Major Garrett
Major Garrett

Are you down in the dumps? Has political hate and vitriol have you feeling blue? Are you following the example of Barbra Streisand and eating lots of pancakes each morning, after hearing the latest news report about Donald Trump?

Fear not. It could be a lot worse, according to panelists at a Commpro webinar held Oct. 30 at Edelman’s New York headquarters.

Michael Zeldin, CNN legal analyst, considers Trump’s attack on the media chump change compared to the WWI era when Woodrow Wilson launched an all-out assault on dissent.

Wilson created the infamous Committee on Public Information, on which Ed Bernays—the "father of PR” served, to gin up support for the US entry into war in Europe. He was the evil genius behind gems such as the Espionage Act of 1917 and Sedition Act of 1918, which prohibited the use of “disloyal, profane, scurrilous or abusive language” against the US government, flag, armed forces and institutions.

Thankfully, president Trump isn’t up to Wilson’s anti-media standards, yet.

George Creel, head of Committee on Public Information

“We live in a time of domestic tranquility,” said Andrew McCarthy, contributing editor of National Review. Speaking after news broke about pipe bombs being mailed to top Democrats, McCarthy, a former US attorney who prosecuted Omar Abdel Rahman (“The Blind Sheik”) for the 1993 World Trade Center attack, said the number of US bombings is way down from the late 1960s and early 1970s when left-wing groups ran amok in terror attacks against the US government to protest the Vietnam War.

McCarthy believes people who moan about living in troubled times are guilty of “presentism,” which ignores the past.

Missing "an American president"

Major Garrett, chief White House correspondent for CBS News; Richard Levick, CEO of Levick in DC, and Joe Lockhart, president Clinton’s press secretary, also sat on the panel.

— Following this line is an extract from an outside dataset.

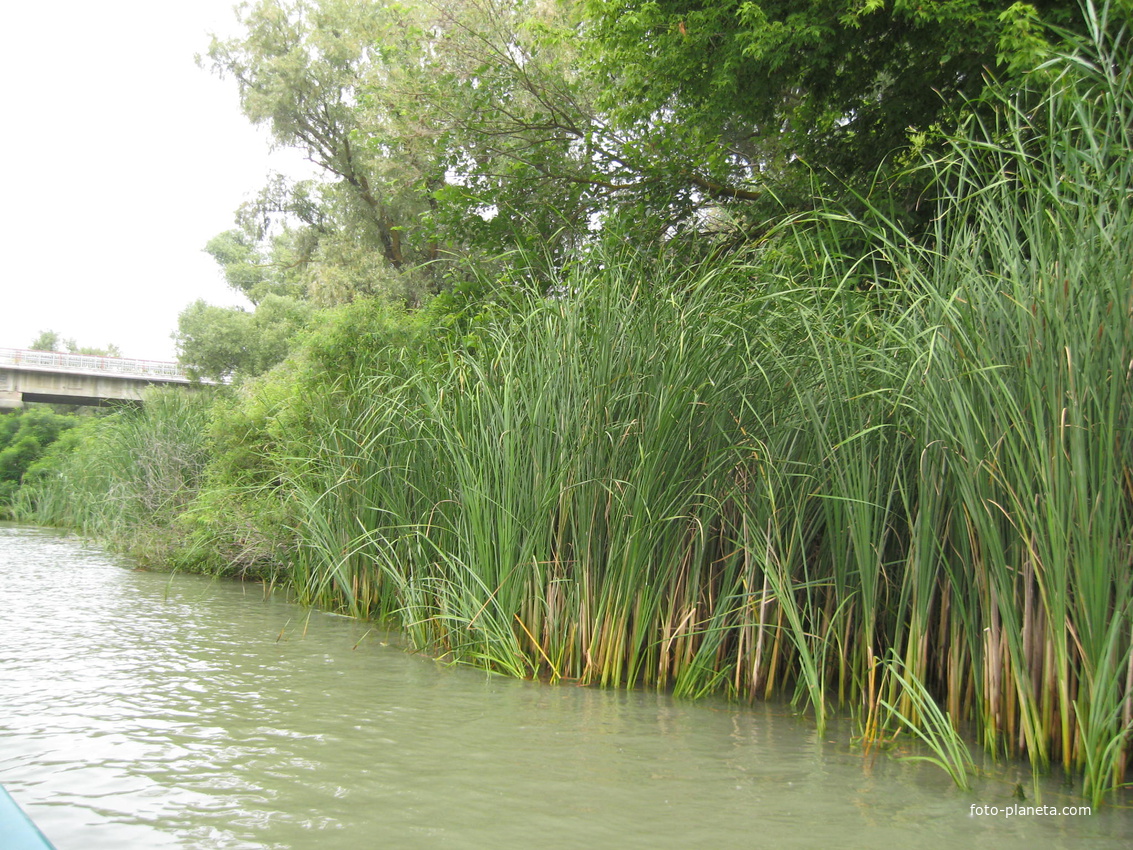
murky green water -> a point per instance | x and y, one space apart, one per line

They weren't so upbeat.

The trio's common theme: missing "an American president," one who could inspire the whole country during a time of crisis.

For instance, Bill Clinton comforted the nation after the 1995 Oklahoma city bombing. George W. Bush grabbed a bullhorn and mounted a pile of rubble in New York following the 9/11 World Trade Center attack. Barack Obama delivered an inspiring eulogy and sang “Amazing Grace” at Charleston’s Emmanuel African Methodist Espiscopal in 2015 following the murder of its pastor and eight parishioners.

In contrast, Trump initially focused on the lack of an armed guard at the Tree of Life synagogue in Pittsburgh, where 11 Jews were slaughtered last month.

The panelists view Trump as the leader of his tribe of supporters who cares little about rest (and majority) of Americans.

Some takeaways:

Garrett is confident that journalism’s credibility will outlast the Trump administration.

Levick said Trump is the opposite of George Washington, perhaps the greatest US president, in so many different ways.

Lockhart, an Edelman vice chairman, issued a warning, noting that the president called the 2016 vote “a rigged election” in which he falsely claimed that 3M people voted illegally. And Trump won that election.

Lockhart worries that Trump may not accept the results of the 2020 election, if he loses.

And more important, how will his supporters react?